Cybersecurity hygiene and risk mitigation for bank ecosystems

This article was originally published on BankDirector.com.

Cybersecurity risks for executives and shareholders of closely held, family-owned and privately held banks are increasingly complex and pervasive, requiring a strategic approach to protection and risk mitigation. Ownership structures at such institutions often blend personal and professional spheres, making them attractive targets for cybercriminals seeking financial gain, sensitive data or leverage over influential individuals.

One of the primary risks is targeted cyberattacks—from phishing campaigns to ransomware attacks to social engineering scams—on bank executives and board members, who typically have access to sensitive financial information and decision-making power. Attackers may use personal information gleaned from online activity or open-source intelligence to craft convincing messages or exploit vulnerabilities in digital habits. 

But it’s not just leadership teams and board members that make attractive targets. For family-owned and privately held financial institutions, the cybersecurity posture of related shareholders is also critical, even if those shareholders aren’t involved in daily operations. If a shareholder’s personal devices or online accounts are compromised, attackers could gain indirect access to the bank’s systems or influence its governance.

The cybersecurity landscape

Even though reported breaches have declined in 2025, according to recent RSM research, it’s important that organizations not get too comfortable in the face of cybersecurity threats.

According to the findings of the RSM US Middle Market Business Index Special Report: Cybersecurity 2025 from the first quarter of the year, nearly 1 in 5 (18%) middle market companies experienced a data breach in the previous year. That’s down from a record-high 28% in 2024. The decline in reported breaches “is certainly positive,” the report noted, “but this year’s results are consistent with data from previous years outside of the spike in 2024. In addition, with methods becoming more sophisticated, some attacks may go undetected, highlighting the importance of continuously strengthening controls.”

Another important consideration noted in the report is that criminals are harnessing artificial intelligence to launch sophisticated attacks: “AI is making social engineering attacks feel more realistic by providing attackers with more details about an organization and enabling mimicry of company representatives and leadership with vishing (voice phishing) campaigns and deepfake-enabled impersonations,” the report said. “These attacks are focused squarely on the weakest link in security: people.”

Risk mitigation

Mitigating continuing cyber risks requires a comprehensive cybersecurity hygiene program tailored to the bank’s ecosystem. These programs should include:

• Online activity review. Evaluate online habits, behaviors and platforms used by executives that contribute to overall privacy risks.
• Deep and dark web analysis. Investigate deep and dark web sources for any evidence of compromised or exposed data or credentials.
• Open-source intelligence. Analyze publicly available data to determine the extent of personal and professional information exposure.
• Digital threat review. Examine digital lifestyle indicators and behaviors, highlighting potential threat vectors.

For situations where cybercriminals have already gained access to personal or professional data of bank leadership team members or shareholders, open-source intelligence assessments can help determine the extent of the exposure.

Prevention to thwart such incidents, however, should be a priority for financial institutions. Education and awareness campaigns play a crucial role in fostering behavioral change. Executives, shareholders and their families should be trained to recognize common cyberthreats, practice strong cybersecurity hygiene and understand the importance of multifactor authentication. Sharing actionable steps—such as securing home networks, avoiding public Wi-Fi for sensitive tasks and regularly updating software—empowers individuals to take ownership of their cybersecurity.

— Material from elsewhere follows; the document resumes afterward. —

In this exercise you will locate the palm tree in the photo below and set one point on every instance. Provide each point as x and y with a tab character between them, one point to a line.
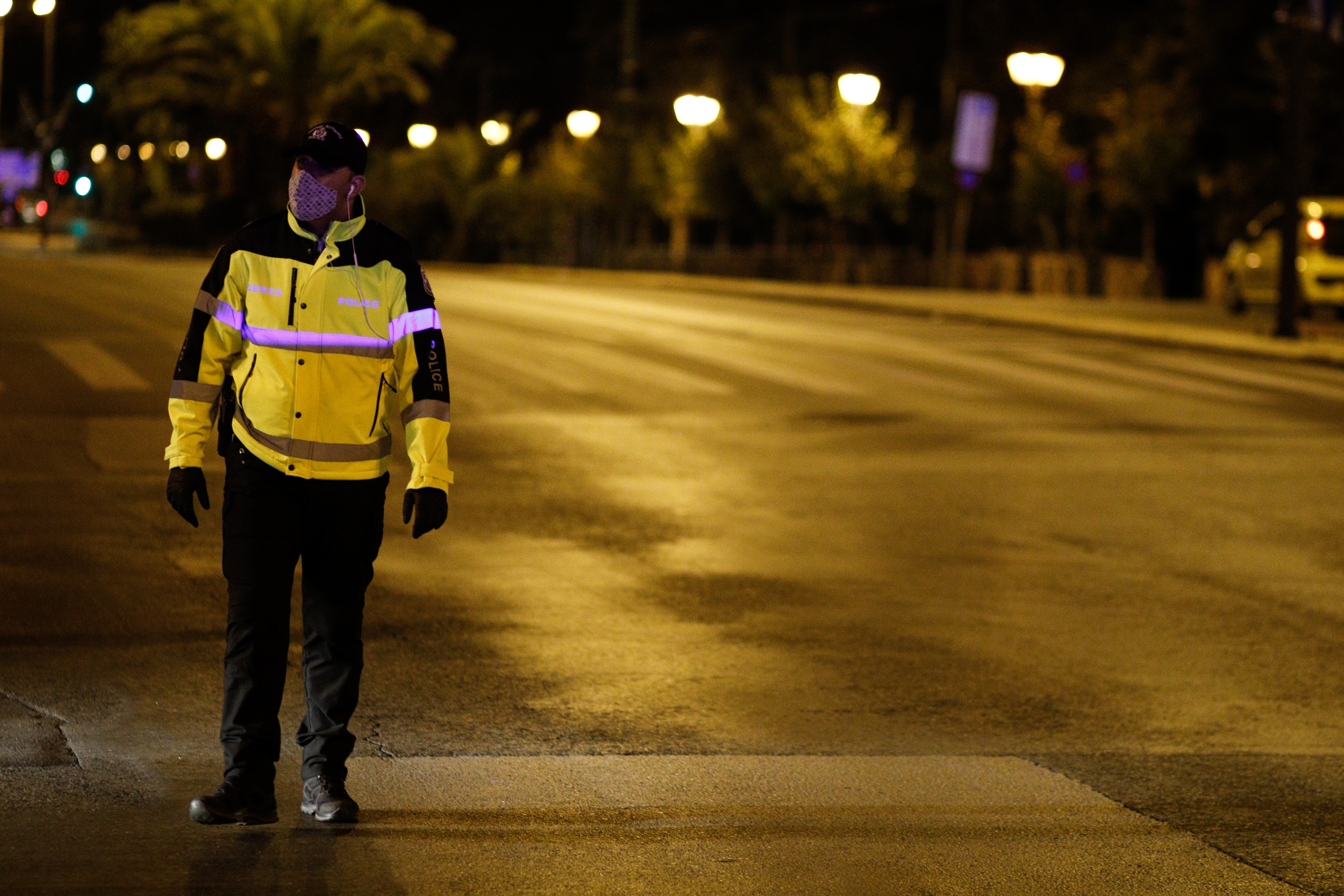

RSM’s cybersecurity report also zeroed in on the importance of developing a comprehensive digital identity approach. A centralized identity and access management system with support for multifactor authentication is the top method middle market companies use for this.

“With internal users, applications, customers and services providers needing varying levels of access to systems while hackers are constantly attempting to break in, middle market companies need to understand, clearly define and control how much access, if any, employees and vendors need to perform specific tasks,” the report said.

Alongside clear identity and access management protocols, banks should also implement ongoing digital threat reviews, continually assessing digital lifestyles for emerging vulnerabilities and updating risk mitigation strategies as needed. Cyber hygiene assessments for all key individuals can help maintain a strong security posture across the organization.

Collaboration with cybersecurity firms can provide additional layers of protection, such as executive exposure assessments and incident response planning. By integrating findings from these assessments into broader security protocols, the bank can proactively reduce its risk and build resilience against evolving threats.